Greek military prepares for mass repression
By Robert Stevens
2 March 2013
Former high-level Greek diplomat Leonidas Chrysanthopoulos told the UK’s New Statesman last week that discussions had taken place between senior Greek politicians and the armed forces on the military’s response to what Chrysanthopoulos described as an “explosion of social unrest” expected to occur “quite soon.”
Chrysanthopoulos said that in the coming months, “There will be further increases in armed actions. There will be bloody demonstrations.”
Without giving details, he said, “There are contacts by certain politicians with elements in the armed forces to guarantee that in the event of major social unrest, the army will not intervene.”
This last claim was likely made for public consumption. Even if such a request had been made, any assurances from the Greek military would be worthless given the recent history of the country, in which the “regime of the colonels” seized power in a military coup in 1967 that lasted until 1974. Since the onset of mass austerity in Greece in 2010 there have been constant rumours of coup discussions among high-ranking military personnel.
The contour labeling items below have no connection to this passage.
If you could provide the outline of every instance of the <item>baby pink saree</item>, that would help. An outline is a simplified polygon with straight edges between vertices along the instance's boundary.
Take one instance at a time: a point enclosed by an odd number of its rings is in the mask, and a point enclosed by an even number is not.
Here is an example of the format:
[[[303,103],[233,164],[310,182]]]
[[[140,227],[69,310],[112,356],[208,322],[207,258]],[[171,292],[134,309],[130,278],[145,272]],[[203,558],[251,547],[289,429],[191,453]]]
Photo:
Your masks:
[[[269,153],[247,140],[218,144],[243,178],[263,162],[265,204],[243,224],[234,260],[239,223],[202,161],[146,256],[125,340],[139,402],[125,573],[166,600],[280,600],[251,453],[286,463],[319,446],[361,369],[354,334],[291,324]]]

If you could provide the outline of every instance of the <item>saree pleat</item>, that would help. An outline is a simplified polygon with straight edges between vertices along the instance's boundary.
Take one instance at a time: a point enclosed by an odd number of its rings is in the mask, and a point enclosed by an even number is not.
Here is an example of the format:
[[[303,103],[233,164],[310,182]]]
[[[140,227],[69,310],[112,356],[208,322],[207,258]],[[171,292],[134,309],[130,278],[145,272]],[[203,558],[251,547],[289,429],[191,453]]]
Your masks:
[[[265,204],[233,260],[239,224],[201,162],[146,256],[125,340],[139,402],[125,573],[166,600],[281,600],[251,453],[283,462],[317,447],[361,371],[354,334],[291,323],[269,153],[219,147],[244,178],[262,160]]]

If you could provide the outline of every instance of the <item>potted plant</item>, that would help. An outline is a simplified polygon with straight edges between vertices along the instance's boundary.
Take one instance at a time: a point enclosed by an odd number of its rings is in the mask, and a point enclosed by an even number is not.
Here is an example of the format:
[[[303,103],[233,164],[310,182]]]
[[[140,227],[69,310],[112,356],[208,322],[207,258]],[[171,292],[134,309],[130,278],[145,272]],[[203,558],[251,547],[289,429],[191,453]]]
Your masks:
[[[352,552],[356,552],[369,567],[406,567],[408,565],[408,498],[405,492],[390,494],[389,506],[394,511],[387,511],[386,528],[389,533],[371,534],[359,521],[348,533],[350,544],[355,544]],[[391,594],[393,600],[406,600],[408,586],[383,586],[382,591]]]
The most significant aspect of Chrysanthopoulos’ interview is the revelation of discussions between politicians and the military on how to respond to the threat of social revolution.
Greek ruling circles are working on the assumption that insurrectionary struggles are inevitable because of the intolerable level of suffering they have imposed on the working class. Within less than four years, the social position of the Greek working class has been reduced to levels not seen since the Nazi occupation during World War II.
Brutal poverty is a fact of life for millions. One major aspect of the assault on living conditions is the removal of public health provisions.